Compreender o neo-realismo implica afastar a ideia de que se tratou de uma escola, com os seus cânones, a sua disciplina estética, os seus dogmas, os seus mestres e suas tutelas, embora a isso por vezes tenha sido reduzido, apoucado ou caricaturado, também por culpa, reconheça-se, dos exegetas do tempo.
Como método, situemos o tempo histórico da publicação dessa obra maior da poesia portuguesa que é a"Rosa dos Ventos", de Manuel da Fonseca, e da obra pioneira de Alves Redol,"Gaibéus".
Portugal vivia em plena ditadura salazarista, com miséria, fome nos campos e nas cidades, acesso restrito ao ensino e à saúde, censura e brutal repressão, com levas de centenas de prisioneiros a caminho das cadeias de Angra do Heroísmo e do Tarrafal. Os fascistas de Franco, vitoriosos da Guerra Civil, cometiam assassínios em massa, ainda hoje mal conhecidos, apesar dos esforços de alguns, como Baltazar Garzon, que por isso são castigados. As hordas nazis invadiam meia Europa, desde a Noruega à Grécia, ocupavam Paris e preparavam o assalto à União Soviética. Os militaristas japoneses somavam vitórias na China, ocupando territórios imensos à custa de inomináveis atrocidades. Na América Latina impunham-se líderes populistas, como Peron ou Getúlio Vargas, que perseguiam com mão de ferro os comunistas (leia-se a trágica história de Olga Benario).
Portugal era uma prisão para os que amavam a liberdade, e no terreno apenas uma força política resistia, entre prisões, torturas, degredos e exílio, peado por uma absoluta clandestinidade, o Partido Comunista Português.
De longe chegavam, entre as malhas da censura, cedidos por mão amiga e vigiada de livreiros, certos autores de uma nova literatura em que aquela parte da população sempre ignorada, o povo trabalhador, irrompia em páginas ardentes de enredos inusitados e renovo estilístico: Steinbeck, Hemingway, John dos Passos, Caldwell, Malraux, Gorky, Ehrenburg, ou, mais próximos, Jorge Amado, Lins do Rego, Graciliano Ramos ou Erico Veríssimo.
Chegavam ecos, já delidos pelo tropel dos acontecimentos, das perseguições a intelectuais italianos e alemães, e da Espanha a execução sumária de Federico Garcia Lorca, num cerro da sua amada Andaluzia, ou da fuga, através dos Pirinéus gelados, com a milícia fascista no encalço, de Jaime Cortesão e outros democratas e suas famílias.
Tudo parecia decidido e a onda totalitária imparável.
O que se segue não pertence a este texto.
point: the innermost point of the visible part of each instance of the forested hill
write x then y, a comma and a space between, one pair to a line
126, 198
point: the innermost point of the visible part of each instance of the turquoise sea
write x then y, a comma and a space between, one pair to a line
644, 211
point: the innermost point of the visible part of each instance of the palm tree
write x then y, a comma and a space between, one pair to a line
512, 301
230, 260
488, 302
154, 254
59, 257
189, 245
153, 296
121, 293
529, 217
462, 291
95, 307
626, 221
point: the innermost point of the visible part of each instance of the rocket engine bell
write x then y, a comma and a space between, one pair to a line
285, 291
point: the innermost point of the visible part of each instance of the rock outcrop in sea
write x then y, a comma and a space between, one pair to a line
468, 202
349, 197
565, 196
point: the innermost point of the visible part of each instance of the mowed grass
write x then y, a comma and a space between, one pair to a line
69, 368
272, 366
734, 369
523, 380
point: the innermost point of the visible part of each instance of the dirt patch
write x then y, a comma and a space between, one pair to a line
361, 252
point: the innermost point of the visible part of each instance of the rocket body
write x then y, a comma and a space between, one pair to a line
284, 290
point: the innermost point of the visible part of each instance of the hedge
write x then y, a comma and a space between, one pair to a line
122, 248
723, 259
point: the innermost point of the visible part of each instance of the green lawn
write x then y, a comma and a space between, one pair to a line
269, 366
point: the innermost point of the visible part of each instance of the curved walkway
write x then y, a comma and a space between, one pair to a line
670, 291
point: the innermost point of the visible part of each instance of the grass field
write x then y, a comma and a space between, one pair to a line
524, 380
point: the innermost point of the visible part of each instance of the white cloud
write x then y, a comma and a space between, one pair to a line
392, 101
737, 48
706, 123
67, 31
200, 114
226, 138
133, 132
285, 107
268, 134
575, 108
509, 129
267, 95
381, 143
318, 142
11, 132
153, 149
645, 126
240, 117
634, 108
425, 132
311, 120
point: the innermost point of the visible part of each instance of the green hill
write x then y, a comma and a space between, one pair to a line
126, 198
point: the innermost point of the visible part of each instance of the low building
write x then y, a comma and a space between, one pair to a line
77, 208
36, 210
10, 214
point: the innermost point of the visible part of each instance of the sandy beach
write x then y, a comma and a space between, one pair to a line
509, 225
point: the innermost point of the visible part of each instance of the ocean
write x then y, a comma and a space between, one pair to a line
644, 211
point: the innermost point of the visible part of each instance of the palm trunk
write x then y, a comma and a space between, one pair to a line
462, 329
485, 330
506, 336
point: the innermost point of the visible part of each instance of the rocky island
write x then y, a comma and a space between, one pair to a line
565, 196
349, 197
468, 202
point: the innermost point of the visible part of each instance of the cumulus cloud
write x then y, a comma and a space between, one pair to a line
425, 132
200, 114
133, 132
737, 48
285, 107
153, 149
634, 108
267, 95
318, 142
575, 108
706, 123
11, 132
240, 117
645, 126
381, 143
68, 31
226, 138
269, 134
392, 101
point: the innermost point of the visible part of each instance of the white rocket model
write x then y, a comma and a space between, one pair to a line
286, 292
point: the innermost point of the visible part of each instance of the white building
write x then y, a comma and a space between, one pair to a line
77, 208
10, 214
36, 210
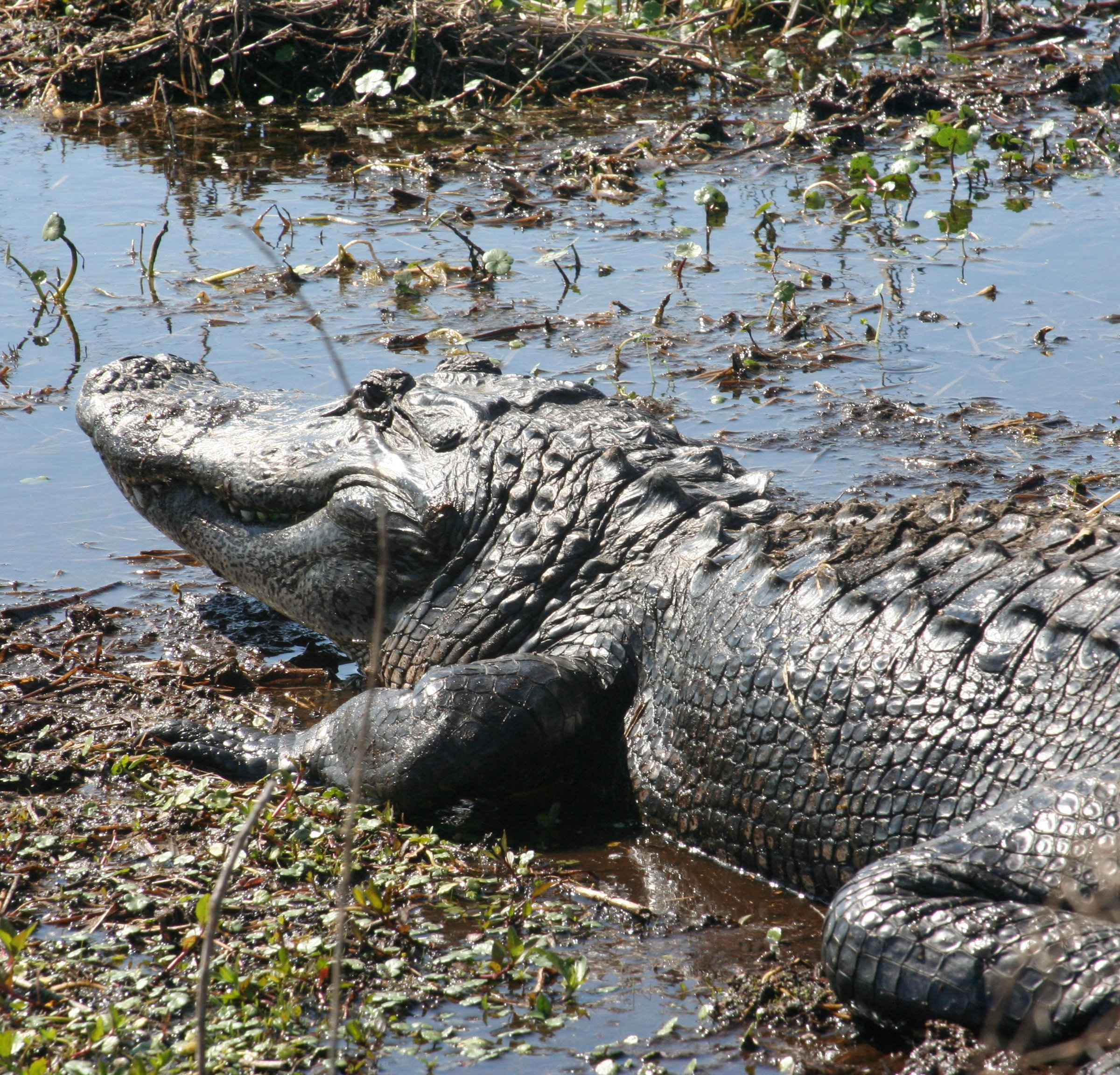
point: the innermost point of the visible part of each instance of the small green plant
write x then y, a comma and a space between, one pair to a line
682, 255
54, 230
951, 138
713, 200
573, 971
497, 262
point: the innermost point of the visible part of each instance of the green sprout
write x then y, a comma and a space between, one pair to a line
713, 200
54, 230
497, 262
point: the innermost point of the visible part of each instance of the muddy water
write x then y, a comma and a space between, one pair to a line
968, 380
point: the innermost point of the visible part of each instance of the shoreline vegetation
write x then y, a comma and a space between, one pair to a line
399, 55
Nem faltou a fotografia sorridente dos signatários do Pacto de Munique – Mussolini, Hitler, o francês Daladier e o britânico Chamberlain, unidos na mesma cruzada anti-comunista.
Foi, então, neste quadro de incertezas e sombras, sofrimento e dram a, que nasceu, em Portugal, o movimento neo-realista. Como se fora um vento forte, insubmisso, inquieto, que tudo interpela e questiona e a ninguém deixa indiferente. Outras mensagens, outras linguagens, outras vozes, outros rostos, outra gente, irrompem pelas telas dentro, pelas páginas dos livros, pelas partituras, numa torrente criativa, que do ignorado, do pisado, do humilhado e ofendido, do que parecia feio e desprezível, revelou o belo e o humano.
Poderão encontrar-se expressões artísticas do neo-realismo datadas, escolásticas e dotadas de valor estético. Mas o que melhor o define, caracteriza e projecta no tempo é o que resulta da confluência de dois factores: a atitude do artista perante o mundo em que vive e a presença humana na obra de arte.
Compreende-se hoje melhor, sem os preconceitos e simplificações que duraram décadas, a polémica que opôs José Régio e Alvaro Cunhal, nos anos 40.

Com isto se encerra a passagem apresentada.